When a newborn infant is born to a mother with opioid addiction, the child is at risk of opioid withdrawal. The constellation of withdrawal symptoms that present at delivery with the discontinuation of drugs from the maternal circulation can lead to a syndrome known as the neonatal abstinence syndrome. All drugs of abuse can produce such a syndrome, but the prominent presentation is the neonatal abstinence syndrome with opioids. The newborn with opioid withdrawal will show central nervous system excitability, vasomotor signs, and gastrointestinal signs.

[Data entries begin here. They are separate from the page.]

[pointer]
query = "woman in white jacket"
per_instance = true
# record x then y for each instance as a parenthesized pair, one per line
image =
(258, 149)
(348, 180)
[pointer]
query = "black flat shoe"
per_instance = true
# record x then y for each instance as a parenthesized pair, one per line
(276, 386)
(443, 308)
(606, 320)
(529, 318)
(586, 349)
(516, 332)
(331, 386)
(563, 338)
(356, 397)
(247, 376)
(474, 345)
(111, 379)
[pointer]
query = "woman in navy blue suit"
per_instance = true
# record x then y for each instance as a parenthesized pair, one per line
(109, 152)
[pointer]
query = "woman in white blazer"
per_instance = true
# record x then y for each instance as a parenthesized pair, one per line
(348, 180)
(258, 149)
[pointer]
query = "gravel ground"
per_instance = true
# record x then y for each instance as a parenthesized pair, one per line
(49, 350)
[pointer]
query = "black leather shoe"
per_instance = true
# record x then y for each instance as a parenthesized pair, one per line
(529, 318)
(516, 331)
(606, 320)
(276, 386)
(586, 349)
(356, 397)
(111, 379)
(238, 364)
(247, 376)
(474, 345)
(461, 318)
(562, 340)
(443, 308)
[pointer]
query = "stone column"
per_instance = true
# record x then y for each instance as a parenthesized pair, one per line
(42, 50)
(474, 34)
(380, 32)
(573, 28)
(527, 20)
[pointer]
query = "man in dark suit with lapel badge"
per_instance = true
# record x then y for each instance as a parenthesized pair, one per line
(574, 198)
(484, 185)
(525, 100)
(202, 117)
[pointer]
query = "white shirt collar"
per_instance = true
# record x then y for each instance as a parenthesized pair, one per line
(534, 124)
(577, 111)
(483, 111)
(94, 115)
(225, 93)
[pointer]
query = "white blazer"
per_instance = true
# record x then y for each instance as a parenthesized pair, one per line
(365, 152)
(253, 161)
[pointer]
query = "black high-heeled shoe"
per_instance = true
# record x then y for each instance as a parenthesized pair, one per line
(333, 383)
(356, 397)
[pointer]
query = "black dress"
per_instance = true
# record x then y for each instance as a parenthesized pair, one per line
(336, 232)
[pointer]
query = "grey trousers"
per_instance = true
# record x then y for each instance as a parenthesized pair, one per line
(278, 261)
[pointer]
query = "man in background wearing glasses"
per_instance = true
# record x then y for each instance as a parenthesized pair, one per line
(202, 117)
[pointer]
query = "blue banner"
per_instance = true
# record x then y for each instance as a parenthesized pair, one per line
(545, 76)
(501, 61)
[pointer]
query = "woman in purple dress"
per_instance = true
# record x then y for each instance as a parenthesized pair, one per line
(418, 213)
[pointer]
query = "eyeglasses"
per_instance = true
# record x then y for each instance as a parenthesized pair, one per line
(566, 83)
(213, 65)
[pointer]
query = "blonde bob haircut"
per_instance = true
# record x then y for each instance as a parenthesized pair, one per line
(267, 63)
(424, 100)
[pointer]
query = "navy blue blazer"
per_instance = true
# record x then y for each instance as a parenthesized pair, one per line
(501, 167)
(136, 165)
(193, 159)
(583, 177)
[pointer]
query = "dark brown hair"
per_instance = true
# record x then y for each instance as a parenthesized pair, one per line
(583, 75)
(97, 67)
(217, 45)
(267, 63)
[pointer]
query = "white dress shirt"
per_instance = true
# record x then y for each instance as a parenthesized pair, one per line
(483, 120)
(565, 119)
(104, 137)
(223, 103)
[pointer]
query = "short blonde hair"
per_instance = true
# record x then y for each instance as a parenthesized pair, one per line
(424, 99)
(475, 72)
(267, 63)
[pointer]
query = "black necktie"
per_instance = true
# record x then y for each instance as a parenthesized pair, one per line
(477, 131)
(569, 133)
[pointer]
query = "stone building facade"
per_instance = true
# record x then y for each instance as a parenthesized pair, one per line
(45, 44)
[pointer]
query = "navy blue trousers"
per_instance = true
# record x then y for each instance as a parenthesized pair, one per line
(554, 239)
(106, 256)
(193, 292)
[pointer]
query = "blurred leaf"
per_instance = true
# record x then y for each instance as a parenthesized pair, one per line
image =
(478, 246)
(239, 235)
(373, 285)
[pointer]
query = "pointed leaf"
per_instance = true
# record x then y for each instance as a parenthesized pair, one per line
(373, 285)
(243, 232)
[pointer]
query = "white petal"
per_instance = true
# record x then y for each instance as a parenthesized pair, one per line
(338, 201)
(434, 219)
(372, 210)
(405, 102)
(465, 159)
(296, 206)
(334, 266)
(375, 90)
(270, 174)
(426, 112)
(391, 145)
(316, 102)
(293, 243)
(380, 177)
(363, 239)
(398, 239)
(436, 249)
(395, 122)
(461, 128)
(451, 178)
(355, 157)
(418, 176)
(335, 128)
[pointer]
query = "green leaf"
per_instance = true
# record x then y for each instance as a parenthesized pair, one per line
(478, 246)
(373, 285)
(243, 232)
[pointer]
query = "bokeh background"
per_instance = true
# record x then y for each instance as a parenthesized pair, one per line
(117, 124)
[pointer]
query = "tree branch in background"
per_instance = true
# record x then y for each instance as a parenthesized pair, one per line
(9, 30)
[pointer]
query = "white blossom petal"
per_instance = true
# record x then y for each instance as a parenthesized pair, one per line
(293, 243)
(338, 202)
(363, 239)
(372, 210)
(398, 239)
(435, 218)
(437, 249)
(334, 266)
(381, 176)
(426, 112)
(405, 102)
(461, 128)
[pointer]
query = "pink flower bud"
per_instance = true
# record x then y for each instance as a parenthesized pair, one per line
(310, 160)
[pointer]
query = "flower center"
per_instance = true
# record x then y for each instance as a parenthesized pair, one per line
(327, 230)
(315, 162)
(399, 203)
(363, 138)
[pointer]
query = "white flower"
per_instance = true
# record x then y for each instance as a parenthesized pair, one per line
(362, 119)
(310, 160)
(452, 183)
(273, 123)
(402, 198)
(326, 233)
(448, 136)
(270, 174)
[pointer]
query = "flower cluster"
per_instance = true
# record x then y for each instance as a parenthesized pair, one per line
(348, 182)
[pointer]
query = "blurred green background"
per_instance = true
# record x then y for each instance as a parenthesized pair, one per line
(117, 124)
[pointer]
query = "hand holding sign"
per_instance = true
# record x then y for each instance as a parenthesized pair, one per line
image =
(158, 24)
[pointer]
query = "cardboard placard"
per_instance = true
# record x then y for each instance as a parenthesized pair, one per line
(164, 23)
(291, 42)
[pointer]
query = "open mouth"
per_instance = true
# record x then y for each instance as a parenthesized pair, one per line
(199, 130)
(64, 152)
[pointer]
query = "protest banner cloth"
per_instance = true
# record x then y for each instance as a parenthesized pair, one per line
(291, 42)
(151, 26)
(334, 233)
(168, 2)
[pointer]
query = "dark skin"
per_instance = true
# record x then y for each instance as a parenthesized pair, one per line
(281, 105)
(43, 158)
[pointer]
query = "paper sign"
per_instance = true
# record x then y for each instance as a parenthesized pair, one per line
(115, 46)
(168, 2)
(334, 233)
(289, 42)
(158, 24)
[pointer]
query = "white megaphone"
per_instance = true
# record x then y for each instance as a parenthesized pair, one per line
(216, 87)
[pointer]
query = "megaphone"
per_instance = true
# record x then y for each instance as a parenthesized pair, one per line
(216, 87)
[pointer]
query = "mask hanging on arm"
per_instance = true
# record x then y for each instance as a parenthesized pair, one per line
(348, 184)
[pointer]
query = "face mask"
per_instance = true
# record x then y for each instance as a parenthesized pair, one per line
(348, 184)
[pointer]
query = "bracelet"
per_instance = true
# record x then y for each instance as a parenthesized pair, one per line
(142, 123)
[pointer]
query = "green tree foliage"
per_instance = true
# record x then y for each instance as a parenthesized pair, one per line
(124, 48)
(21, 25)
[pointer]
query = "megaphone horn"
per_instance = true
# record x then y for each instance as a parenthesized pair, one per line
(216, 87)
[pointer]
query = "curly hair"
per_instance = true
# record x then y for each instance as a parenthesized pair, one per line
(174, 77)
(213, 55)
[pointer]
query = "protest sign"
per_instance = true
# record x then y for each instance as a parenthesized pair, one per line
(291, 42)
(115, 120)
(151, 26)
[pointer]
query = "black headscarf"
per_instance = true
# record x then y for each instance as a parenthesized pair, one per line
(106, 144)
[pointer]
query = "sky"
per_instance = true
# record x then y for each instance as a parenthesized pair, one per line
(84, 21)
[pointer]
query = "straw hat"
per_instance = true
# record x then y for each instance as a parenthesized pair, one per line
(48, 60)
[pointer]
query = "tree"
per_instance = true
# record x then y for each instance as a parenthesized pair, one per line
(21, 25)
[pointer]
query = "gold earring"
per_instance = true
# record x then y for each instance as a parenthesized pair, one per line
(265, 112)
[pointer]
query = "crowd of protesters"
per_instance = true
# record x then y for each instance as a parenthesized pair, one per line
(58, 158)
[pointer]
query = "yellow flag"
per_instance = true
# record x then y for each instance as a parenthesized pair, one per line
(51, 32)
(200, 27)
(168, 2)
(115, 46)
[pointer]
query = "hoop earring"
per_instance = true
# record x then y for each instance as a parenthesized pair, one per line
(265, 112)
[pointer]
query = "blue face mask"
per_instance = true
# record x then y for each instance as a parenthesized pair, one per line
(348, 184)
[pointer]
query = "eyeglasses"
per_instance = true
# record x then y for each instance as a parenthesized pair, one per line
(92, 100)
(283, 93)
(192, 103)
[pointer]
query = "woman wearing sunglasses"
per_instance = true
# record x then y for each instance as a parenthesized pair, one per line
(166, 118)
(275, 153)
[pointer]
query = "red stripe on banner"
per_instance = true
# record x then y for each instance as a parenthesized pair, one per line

Infants can be assessed with a standardized scoring system that evaluates excessive crying, shortened episodes of sleep, an exaggerated Moro reflex (which is a hyperactive response with excessive abduction at the shoulder and extension at the elbow, with or without tremors), tremors, increased muscle tone, redness of the skin or broken/bleeding skin that results from rubbing an extremity or face on a linen-covered surface due to excessive and uncontrolled movements of the extremities (tremors) or head (rooting), generalized seizures, hyperthermia, and excessive yawning, sweating, and sneezing. The time of symptom onset varies, but infants exposed to heroin or other short-acting opiates will typically show symptoms within the first 48–72 h after birth. Similarly to adults, infants who are prenatally exposed to methadone or buprenorphine will show symptoms later but usually within the first 4 days (for further reading, see Jansson et al., 2009).